Tuesday, June 26, 2018

Ohio

I.

Warren/Niles, Ohio. Meatless breakfast in a chain hotel. Desk clerk says she wins people over using her chipmunk voice. She gives me toothpaste. All around me there is asphalt.

II.

Sodom, Ohio. Passed through quietly without molestation, hindrance, or temptation and managed not to look back. Avoided eye contact with the Chief of Police at a four-way intersection. Sunny and green, landscaped houses, trailer parks, beer-wine-lotto - rolling through in a rented car. Back in Niles now, a hillside cemetery, final resting place of The Queen of Hearts herself.

III.
Niles, Ohio,

Sunday, June 24, 2018

Rare Time on Sunday to Reflect

Didn't write about the deer I saw the other day
skinny and delirious, running out of one of
the city's downtown public housing projects
hooves like skates on the asphalt surface, frantic

Didn't write about the several skinny foxes darting
across the road after nightfall along the entire route home,
and the slow porcupine standing still in my headlights waiting
for its death, reprieved tonight and probably oblivious

Didn't write about the dates I've been on and the moments of
life I felt, surprising me. Still alive and perhaps of momentary interest
at least to someone else. Despite this,  I'm chained to the floor.
"You're probably still in love" she said,  kindly.

Friday, June 15, 2018

Summer Dream

Dreamed of a toddler falling through the ice
on a cold and deep stream that served as the walk
to his family's front door. I went down once and missed him.
Impossibly deep. He's sinking like a stone.
I woke up filled with sickening doubt.
What if I can't?

Tuesday, June 12, 2018

Three Feet of Grass

Pushed the jungle back a little bit today
Sometimes you have to make a choice
To pick a side -  to work for order or for chaos
I'd been contemplating letting the jungle
Reclaim the lawn, then the house, then whatever
And it was nice to let it go for awhile, but the dew
Every morning on the tall grass wet my shoes
Mowed a path in the back too
Maintaining something I promised I would
Why are you on my mind again?

Sunday, June 10, 2018

With Only Minor Ache

Thinking of it as a break with continuity, and the new reality
Is just disconnected events without particular sequence
A dog sleeps at my side now twitching through a dream
Sleeping alone is no longer something to get used to
Normal now so long, I prefer it
Sober now with minor aches.

Imagining the indignity of position of a found body
The discoloration of the face and its half-open eyes, burst vessels,
Blood pooled, the ghastly stricture, slump and stillness which
The friend who finds it will never shake, smoke, drink or scream from memory
The rate continues to increase, I think, because the world is sickened now
Nearly unto death, and we are, after all, of this world and only this.

Sober now with minor aches
I think I can handle Google and it's revelations
And find only a change of name and evidence that
You found what you wanted and landed on your feet
I can't see far into your world from here, and to this I
Do not attach any particular significance.


Friday, June 8, 2018

Pre

Got into town earlier than I needed to
not wanting to miss or be late for the
school musical. I parked on the street,
threw some trash into the public receptacle
on the side walk, fed the parking meter,
and spent a little time in a bookstore
where I used the bathroom then wandered
unable to focus on one book after another.

When it was time to go, I reached into the pocket
of my jeans but my keys were not there.
Checked the other three with the same results.
Retraced my steps. Not on the floor or the shelves
of the bookstore, not in the bathroom, and no one had
turned them into the clerk. Outside, I could not see
them in the car through any of the windows. Checked
the trash receptacle. Repeated the entire process wondering
if I'd gone somewhere else that I was not recalling.
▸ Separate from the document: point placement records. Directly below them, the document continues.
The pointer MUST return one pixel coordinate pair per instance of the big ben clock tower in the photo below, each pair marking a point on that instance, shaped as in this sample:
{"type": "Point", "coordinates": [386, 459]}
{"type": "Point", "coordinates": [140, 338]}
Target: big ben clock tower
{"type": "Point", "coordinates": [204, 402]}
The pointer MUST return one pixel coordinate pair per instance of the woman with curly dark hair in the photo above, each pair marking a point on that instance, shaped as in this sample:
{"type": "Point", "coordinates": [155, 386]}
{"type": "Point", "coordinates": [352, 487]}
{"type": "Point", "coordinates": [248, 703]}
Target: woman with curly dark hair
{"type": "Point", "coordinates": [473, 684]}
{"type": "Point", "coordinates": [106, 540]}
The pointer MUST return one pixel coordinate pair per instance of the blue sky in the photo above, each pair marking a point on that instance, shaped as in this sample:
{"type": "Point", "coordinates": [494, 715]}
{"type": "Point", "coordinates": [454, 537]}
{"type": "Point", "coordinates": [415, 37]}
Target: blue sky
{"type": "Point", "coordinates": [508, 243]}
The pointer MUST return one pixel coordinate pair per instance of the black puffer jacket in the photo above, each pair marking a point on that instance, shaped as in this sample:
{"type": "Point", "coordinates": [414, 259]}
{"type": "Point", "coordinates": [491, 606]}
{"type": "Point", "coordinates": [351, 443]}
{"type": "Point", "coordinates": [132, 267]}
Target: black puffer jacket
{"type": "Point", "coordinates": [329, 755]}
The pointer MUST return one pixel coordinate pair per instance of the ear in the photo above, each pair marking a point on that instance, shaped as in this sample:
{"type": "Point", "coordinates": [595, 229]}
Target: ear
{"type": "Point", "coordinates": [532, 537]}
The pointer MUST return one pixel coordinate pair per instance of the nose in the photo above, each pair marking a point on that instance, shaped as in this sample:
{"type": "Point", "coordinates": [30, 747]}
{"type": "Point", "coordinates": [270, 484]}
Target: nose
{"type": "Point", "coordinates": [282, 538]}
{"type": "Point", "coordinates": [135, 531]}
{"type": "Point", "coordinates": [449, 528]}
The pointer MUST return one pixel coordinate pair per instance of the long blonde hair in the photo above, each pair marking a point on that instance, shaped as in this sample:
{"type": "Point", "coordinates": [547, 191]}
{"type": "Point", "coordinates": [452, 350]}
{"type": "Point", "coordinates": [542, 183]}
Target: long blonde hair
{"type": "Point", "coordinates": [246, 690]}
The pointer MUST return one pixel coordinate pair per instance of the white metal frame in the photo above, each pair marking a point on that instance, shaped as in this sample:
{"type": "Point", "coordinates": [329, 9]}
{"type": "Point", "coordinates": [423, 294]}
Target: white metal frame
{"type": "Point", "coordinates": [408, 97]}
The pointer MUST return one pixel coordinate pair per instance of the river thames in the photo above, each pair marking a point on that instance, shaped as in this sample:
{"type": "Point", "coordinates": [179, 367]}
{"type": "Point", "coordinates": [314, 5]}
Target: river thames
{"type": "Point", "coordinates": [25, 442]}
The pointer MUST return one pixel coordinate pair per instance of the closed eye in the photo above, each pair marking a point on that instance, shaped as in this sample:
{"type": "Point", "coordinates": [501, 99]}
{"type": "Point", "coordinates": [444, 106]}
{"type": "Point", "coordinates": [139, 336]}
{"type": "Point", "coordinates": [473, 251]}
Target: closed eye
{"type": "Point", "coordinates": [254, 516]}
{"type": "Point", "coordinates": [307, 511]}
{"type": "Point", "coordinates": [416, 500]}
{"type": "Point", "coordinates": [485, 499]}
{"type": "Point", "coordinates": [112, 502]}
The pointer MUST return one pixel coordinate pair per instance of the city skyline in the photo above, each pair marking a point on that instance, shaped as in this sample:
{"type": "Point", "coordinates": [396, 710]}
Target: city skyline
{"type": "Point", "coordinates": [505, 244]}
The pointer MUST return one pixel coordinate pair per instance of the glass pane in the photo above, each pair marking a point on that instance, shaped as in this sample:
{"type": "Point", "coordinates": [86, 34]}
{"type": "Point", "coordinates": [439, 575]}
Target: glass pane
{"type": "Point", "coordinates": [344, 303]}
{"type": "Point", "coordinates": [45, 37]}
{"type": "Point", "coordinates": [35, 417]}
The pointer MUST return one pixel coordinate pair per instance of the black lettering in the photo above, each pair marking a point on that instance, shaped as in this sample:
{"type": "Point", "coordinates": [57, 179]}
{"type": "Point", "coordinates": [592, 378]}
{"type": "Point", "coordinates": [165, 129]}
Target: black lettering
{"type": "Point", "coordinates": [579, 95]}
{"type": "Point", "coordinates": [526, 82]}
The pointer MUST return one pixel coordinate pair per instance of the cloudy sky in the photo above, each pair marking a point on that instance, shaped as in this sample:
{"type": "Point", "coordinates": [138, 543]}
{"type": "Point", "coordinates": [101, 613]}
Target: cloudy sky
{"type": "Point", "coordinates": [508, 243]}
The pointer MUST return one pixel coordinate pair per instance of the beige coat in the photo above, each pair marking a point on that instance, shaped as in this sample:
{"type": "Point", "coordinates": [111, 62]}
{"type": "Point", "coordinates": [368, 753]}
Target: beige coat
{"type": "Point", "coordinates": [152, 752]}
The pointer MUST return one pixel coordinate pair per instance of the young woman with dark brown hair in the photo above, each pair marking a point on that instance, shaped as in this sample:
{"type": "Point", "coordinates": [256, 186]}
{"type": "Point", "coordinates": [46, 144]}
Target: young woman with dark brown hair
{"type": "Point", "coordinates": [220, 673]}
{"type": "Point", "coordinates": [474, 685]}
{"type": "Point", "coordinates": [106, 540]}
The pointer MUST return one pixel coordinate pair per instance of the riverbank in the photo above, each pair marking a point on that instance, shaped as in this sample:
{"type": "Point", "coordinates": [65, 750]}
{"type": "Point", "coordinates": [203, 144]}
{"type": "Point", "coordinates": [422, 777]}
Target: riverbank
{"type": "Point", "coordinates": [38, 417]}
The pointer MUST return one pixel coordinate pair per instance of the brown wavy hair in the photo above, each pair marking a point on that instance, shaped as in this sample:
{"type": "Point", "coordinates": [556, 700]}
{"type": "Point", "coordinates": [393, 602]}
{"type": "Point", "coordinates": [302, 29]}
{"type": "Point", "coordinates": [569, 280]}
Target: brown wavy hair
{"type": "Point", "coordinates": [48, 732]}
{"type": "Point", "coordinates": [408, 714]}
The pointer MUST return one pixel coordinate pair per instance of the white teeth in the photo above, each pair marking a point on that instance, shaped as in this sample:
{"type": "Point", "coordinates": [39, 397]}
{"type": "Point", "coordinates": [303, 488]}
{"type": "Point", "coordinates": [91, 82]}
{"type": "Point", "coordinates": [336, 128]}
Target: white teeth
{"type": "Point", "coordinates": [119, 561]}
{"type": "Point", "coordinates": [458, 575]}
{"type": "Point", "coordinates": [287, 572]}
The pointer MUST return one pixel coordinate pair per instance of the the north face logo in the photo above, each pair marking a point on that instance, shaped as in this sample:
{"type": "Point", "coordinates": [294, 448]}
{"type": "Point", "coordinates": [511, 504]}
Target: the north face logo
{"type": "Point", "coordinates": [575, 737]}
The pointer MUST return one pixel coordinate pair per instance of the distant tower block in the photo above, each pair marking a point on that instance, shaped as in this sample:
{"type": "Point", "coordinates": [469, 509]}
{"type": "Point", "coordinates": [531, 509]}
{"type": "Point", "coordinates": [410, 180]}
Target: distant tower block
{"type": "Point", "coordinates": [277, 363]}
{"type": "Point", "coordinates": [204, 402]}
Ended up looking down into the trash receptacle again.
It was placed on the corner of the town's busiest intersection,
lots of car and foot traffic, school kids walking, people enjoying
the sunshine of an early Summer afternoon on the patio of a cafe.
Peering in, all the way to the bottom, I could see them. The receptacle
was deeper than my arm was long and it took a little obvious effort
to retrieve them. People gawked a little. I felt it, but not much.


Tuesday, June 5, 2018

Easy as Falling Down the Stairs

When I'm driving at night
animals reveal themselves
in glimpses, flashes, like
maybe someone I could talk to
someone who might get me but
then they're gone into the darkness
a function of motion, perception, night
and only the porcupines could I catch
if I tried to. Then there's the fucking
suicides, countless as raindrops now

Monday, June 4, 2018

Tuck

Yes, we are dying, and
they are staring at screens
sitting on gym equipment as I am
vaingloriously attempting to
build boulder-shoulders before
turning 52 next month while drilling into
my Swiss cheese memory the upcoming school play
in which the youngest sings and plays a candlestick.
He is already thinking it's not worth trying because it
all goes wrong no matter what. I try to tell myself it's wisdom
developing and not despair. The song ends: this is why we sing.